My son told me the verdict in the Zimmerman trial. Three simple words: “Mom, not guilty”. My 15 year old who has been watching this trial from the beginning. At first I tried to register if he was joking just to see my reaction. As I turned on the news, I stood quietly for such a long time, he had to ask me if I was ok.
My first thought was, “Are you ok?” I was shocked, disappointed and slowly became outraged. Until I looked at my son and realized that this wasn’t about me. It was about the countless “Trayvon Martins” who have died because of gun violence.
Let’s be honest, most of these deaths were black on black crimes and the growing crime rate in Chicago sheds light on the fragility of the life of young black males. As the mom of two boys: a teen and a toddler, I have a visual daily reminder of the developmental stages of black boys. While most adults coo and play with my toddler, they’re apprehensive about my 5’10 teen son. I look at my son through society’s eyes, I wonder if he will be approached by the NYPD for Stop and Frisk? At what point will women clutch their handbags and men shift uncomfortably when he steps on an elevator? At what point will he start thinking less about his comfort level and more about making others feel safe around him?
Jonathan Lethem asks in his book, The Fortress of Solitude, “What age is a black boy when he learns that he is scary?” Last night the bigger question became, “What age is a black boy when he learns the value of his life?” My son learned the answer to this question at 15 years old. When I asked him what he thought and felt about the verdict, he simply responded “I’m shocked”. As an adult, I was barely able to process the information, so I knew that he was still trying to make sense of it all.
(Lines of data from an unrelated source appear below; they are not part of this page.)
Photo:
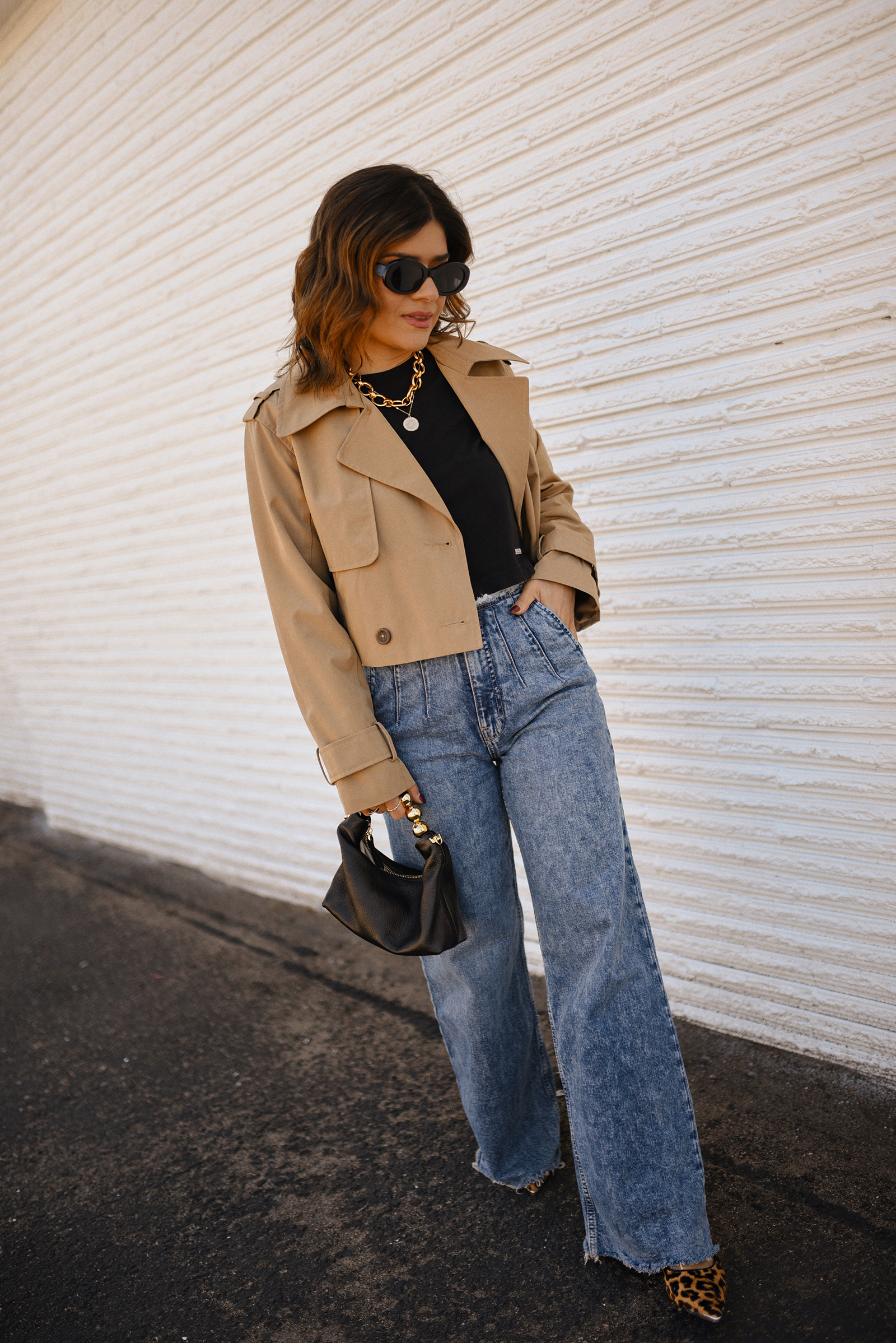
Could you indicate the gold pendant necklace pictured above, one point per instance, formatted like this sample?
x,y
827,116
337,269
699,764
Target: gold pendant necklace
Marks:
x,y
405,403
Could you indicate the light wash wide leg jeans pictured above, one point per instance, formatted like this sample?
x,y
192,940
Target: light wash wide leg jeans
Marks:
x,y
514,733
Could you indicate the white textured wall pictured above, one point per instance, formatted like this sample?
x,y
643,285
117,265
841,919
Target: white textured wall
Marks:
x,y
684,217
He summed up his thoughts in a simple Facebook post: “I guess Florida doesn’t care about the life of teenagers”.
His post made me look at the verdict through his eyes. He wasn’t thinking about the complexities of the judicial system or why the jury acquitted George Zimmerman. He was thinking about the value of his life. I thought about how Zimmerman’s defense attorneys gloated about their victory as if they’ve just won an NBA Championship. There was little remorse or respect for the life of Trayvon Martin.
Children are polarized thinkers until they become teenagers. At this point, the world is no longer black and white, so they start to question the areas of gray that don’t make sense to them. They start to question the integrity, intelligence and common sense of adults. How can we tell them to be fair and to think before you act, when we are guilty of doing these things.
How do we explain to them that Stand Your Ground Law gives an adult the right to kill a teen boy? How can we tell them that they are the future but we do little to protect that future?